Clinical and investigative medicine. Medecine clinique et experimentale. 2018;41(1):E5-e15
Abstract
PURPOSE The purpose of this retrospective study was to analyze the dose adjustment of immunosuppressants (cyclosporine, tacrolimus and sirolimus) for the patients with allogeneic hematopoietic stem cell and solid-organ (heart/lung) transplantation during co-administration of posaconazole. METHODS MEDLINE, EMBASE and Cochrane Library were searched from January 1, 2000 to June 30, 2017 for clinical reports of patients who received allogeneic hematopoietic stem cell and organ transplantation and were co-administered posaconazole and immunosuppressants (cyclosporine, tacrolimus or sirolimus). RESULTS Seven studies were included in the systematic review with a total of 215 patients. Five studies involved hematopoietic stem cell transplant, one heart transplant and one lung transplant. In general, the co-administration of posaconazole with sirolimus, tacrolimus or cyclosporine necessitated immunosuppressant dose reductions to maintain the levels of the drug in the optimal therapeutic range.
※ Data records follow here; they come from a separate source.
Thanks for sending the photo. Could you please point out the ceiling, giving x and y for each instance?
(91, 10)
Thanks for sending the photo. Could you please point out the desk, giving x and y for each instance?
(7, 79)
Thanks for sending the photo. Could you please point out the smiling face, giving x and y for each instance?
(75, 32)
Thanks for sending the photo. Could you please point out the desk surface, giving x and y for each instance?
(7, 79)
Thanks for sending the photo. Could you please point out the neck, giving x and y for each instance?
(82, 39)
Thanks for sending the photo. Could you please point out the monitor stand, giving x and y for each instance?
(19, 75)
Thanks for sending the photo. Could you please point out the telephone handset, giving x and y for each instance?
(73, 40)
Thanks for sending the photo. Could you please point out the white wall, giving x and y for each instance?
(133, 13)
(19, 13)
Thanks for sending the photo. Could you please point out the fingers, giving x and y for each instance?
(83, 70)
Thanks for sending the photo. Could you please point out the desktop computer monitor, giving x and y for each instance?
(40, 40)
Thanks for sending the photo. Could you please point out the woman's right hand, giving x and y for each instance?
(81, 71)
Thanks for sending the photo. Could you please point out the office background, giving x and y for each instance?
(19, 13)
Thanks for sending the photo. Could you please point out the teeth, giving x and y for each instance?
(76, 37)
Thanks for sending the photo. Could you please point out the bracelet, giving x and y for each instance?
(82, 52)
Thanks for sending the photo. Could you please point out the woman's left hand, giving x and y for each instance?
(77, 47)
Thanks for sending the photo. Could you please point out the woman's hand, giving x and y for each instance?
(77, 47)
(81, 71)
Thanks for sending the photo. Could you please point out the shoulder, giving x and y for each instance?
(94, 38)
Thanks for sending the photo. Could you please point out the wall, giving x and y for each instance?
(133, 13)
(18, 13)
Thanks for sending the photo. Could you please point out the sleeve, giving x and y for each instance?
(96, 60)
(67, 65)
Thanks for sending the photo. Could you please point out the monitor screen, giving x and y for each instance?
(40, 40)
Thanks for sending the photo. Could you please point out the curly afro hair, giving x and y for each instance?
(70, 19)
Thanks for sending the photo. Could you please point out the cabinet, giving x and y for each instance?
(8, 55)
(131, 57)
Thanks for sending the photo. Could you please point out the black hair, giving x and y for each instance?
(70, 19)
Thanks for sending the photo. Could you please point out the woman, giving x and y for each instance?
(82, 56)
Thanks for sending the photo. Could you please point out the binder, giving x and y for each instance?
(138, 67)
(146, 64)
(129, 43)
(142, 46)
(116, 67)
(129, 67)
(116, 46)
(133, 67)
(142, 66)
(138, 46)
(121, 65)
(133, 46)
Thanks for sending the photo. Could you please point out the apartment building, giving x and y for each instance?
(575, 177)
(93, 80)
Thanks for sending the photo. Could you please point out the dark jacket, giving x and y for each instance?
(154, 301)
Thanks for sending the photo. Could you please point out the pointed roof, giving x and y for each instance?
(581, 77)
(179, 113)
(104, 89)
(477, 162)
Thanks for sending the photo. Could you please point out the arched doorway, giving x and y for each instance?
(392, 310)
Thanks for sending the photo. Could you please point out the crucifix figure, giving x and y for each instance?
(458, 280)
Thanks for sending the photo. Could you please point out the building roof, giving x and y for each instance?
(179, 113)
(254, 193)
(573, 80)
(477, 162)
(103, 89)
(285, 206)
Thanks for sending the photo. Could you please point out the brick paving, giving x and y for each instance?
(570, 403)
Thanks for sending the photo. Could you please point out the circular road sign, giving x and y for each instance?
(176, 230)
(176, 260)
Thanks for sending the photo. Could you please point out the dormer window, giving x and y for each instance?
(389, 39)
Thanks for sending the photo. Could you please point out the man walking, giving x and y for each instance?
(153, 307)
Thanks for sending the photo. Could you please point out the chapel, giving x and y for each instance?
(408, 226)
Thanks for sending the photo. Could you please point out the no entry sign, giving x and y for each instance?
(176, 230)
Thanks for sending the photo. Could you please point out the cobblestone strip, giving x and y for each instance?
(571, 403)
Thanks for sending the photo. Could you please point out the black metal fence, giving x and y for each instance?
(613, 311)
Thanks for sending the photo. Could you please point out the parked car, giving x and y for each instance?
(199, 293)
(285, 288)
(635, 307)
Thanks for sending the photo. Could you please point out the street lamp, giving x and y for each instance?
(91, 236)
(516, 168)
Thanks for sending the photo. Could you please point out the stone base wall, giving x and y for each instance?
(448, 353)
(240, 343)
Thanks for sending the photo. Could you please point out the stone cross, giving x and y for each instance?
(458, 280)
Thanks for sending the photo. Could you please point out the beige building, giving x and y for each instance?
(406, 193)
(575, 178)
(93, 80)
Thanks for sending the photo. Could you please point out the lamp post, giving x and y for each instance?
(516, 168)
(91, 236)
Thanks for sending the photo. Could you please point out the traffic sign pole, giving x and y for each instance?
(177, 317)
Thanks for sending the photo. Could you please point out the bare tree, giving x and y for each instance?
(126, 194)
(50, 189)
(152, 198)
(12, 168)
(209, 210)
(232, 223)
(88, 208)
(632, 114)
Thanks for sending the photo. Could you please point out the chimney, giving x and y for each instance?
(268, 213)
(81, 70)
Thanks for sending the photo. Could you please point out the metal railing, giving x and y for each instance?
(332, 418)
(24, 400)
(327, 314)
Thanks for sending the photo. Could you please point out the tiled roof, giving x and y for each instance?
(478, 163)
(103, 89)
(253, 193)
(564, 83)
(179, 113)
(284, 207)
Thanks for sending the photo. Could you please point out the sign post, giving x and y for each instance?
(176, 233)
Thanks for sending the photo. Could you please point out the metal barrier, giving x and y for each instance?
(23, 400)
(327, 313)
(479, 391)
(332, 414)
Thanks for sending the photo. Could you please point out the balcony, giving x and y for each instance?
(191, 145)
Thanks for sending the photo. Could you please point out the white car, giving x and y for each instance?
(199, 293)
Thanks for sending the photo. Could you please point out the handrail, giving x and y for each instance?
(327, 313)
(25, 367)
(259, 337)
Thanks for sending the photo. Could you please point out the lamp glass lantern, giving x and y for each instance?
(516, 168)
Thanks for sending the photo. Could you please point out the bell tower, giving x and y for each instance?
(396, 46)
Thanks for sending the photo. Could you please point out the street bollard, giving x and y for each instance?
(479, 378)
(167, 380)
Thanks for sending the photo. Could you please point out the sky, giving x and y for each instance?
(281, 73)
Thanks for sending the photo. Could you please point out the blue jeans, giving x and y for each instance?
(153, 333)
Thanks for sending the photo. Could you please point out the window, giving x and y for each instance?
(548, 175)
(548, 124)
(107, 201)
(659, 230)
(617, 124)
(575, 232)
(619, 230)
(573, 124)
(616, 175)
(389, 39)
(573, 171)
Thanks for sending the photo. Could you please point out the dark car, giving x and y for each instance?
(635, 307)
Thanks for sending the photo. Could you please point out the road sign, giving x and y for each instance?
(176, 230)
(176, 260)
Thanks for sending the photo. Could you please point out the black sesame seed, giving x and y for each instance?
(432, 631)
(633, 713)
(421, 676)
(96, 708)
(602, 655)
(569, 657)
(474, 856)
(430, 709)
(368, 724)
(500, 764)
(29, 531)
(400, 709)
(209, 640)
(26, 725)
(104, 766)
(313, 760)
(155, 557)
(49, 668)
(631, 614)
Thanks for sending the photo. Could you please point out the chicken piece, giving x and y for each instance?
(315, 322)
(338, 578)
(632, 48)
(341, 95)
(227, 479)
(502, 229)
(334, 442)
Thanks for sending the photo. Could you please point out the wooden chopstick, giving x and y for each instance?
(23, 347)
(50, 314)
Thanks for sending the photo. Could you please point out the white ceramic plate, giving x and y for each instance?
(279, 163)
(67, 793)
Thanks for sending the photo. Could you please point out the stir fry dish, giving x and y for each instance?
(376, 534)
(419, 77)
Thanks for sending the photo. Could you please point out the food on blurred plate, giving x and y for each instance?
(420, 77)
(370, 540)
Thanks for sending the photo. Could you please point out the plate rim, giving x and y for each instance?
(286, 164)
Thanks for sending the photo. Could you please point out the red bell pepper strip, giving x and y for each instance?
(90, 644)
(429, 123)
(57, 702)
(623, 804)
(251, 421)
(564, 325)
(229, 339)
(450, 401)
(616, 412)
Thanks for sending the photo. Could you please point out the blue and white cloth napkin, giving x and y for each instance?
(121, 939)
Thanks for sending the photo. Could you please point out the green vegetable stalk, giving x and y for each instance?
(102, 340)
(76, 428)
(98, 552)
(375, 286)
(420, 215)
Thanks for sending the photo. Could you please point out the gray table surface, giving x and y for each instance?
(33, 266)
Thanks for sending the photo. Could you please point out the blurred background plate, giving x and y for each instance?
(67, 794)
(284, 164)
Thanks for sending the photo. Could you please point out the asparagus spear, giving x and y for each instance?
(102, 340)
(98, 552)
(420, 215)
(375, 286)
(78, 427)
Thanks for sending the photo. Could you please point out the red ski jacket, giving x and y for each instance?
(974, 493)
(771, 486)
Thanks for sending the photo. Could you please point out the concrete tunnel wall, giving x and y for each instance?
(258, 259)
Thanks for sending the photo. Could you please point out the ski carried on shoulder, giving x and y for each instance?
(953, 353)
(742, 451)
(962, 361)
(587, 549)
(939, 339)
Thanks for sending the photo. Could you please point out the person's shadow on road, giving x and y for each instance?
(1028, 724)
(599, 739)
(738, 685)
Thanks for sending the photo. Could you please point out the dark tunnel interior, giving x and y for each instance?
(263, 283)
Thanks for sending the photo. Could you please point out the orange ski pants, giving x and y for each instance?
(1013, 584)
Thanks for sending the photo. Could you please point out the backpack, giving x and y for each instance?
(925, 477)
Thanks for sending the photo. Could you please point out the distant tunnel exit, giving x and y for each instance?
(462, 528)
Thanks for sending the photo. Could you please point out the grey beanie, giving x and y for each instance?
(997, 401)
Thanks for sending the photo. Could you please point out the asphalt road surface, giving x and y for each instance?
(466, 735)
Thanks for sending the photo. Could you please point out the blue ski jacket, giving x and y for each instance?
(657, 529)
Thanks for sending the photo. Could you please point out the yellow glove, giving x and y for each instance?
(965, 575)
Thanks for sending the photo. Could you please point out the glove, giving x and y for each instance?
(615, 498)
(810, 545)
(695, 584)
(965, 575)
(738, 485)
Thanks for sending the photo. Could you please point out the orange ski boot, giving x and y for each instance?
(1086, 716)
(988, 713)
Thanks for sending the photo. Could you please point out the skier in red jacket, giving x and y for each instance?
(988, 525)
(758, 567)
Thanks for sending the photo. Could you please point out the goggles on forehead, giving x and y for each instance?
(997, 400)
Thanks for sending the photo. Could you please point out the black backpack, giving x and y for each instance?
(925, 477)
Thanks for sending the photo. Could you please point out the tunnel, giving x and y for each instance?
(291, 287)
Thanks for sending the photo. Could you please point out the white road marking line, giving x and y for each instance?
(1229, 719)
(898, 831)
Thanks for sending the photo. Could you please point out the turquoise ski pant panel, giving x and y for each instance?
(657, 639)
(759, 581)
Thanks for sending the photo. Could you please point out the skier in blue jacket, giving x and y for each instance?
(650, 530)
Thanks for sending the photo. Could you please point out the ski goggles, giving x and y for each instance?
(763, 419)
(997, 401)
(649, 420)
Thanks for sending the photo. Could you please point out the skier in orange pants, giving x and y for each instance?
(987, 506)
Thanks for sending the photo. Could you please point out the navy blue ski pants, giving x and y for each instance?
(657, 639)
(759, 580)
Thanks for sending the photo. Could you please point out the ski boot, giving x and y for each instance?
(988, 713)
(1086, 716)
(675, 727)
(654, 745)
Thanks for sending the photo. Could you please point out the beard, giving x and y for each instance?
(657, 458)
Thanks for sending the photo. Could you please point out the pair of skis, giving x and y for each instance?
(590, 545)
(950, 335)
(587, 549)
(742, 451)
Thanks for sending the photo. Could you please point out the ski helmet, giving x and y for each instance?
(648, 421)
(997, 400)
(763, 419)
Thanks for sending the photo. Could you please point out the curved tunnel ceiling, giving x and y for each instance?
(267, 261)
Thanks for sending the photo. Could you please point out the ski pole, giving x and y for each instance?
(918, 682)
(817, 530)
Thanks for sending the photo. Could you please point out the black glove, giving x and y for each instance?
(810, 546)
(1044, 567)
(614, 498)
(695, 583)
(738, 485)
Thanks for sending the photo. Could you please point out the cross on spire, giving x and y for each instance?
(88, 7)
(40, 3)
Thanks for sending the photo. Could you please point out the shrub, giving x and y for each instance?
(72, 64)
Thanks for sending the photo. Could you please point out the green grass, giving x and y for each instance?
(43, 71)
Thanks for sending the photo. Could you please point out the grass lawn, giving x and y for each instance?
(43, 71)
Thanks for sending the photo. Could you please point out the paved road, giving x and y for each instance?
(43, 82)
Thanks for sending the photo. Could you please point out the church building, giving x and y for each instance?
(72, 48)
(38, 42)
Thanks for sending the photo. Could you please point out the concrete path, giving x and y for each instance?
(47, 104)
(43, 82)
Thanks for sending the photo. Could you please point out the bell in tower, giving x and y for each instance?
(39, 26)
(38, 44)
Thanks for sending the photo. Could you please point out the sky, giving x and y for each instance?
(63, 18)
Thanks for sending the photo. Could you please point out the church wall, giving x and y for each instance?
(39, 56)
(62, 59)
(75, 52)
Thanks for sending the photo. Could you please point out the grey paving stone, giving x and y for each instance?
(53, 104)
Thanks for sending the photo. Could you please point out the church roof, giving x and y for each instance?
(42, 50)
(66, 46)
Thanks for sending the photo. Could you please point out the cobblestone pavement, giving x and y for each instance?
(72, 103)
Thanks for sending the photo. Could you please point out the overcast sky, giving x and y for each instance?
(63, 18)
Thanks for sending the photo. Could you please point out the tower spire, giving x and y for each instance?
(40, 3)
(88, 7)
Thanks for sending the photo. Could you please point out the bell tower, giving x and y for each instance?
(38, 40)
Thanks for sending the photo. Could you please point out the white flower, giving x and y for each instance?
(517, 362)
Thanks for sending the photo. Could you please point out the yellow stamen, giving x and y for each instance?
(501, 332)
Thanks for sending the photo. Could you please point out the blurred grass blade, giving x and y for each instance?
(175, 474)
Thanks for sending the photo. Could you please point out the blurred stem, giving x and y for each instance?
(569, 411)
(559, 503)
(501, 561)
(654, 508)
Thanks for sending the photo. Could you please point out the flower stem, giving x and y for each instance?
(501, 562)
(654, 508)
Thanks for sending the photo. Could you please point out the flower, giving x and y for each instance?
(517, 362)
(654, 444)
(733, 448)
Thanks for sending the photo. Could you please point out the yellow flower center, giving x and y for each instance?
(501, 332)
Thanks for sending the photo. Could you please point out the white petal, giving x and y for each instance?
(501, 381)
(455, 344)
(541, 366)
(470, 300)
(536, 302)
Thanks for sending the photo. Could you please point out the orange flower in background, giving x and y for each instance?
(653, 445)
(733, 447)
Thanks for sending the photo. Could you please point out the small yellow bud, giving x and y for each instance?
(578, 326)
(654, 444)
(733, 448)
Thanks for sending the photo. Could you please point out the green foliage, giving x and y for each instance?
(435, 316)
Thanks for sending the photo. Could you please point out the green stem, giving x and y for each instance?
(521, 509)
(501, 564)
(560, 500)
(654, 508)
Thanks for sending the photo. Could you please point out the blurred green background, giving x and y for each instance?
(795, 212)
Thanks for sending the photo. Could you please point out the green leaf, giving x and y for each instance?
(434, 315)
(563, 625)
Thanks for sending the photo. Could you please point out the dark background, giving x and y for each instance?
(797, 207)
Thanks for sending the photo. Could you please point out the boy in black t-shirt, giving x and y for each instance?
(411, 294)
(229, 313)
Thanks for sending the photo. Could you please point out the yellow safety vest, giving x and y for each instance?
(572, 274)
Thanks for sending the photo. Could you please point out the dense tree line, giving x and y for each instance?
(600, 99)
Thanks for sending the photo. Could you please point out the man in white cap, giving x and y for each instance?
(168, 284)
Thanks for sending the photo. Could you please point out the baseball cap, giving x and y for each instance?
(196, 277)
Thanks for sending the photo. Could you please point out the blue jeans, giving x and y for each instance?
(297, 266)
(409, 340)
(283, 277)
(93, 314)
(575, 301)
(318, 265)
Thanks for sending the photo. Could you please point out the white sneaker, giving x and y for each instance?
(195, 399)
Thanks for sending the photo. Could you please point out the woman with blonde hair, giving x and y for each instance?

Reported dose reductions were 50%-68% for sirolimus, 75% for tacrolimus and 14%-49% for cyclosporine. The findings were similar for hematopoietic stem cell, heart or lung transplantation studies. CONCLUSION Our findings indicate that, when posaconazole is co-administered, the dosage of sirolimus and tacrolimus should be reduced by 60%-70% and for cyclosporine and by 30%-40% following allogeneic hematopoietic stem cell and solid-organ transplantation.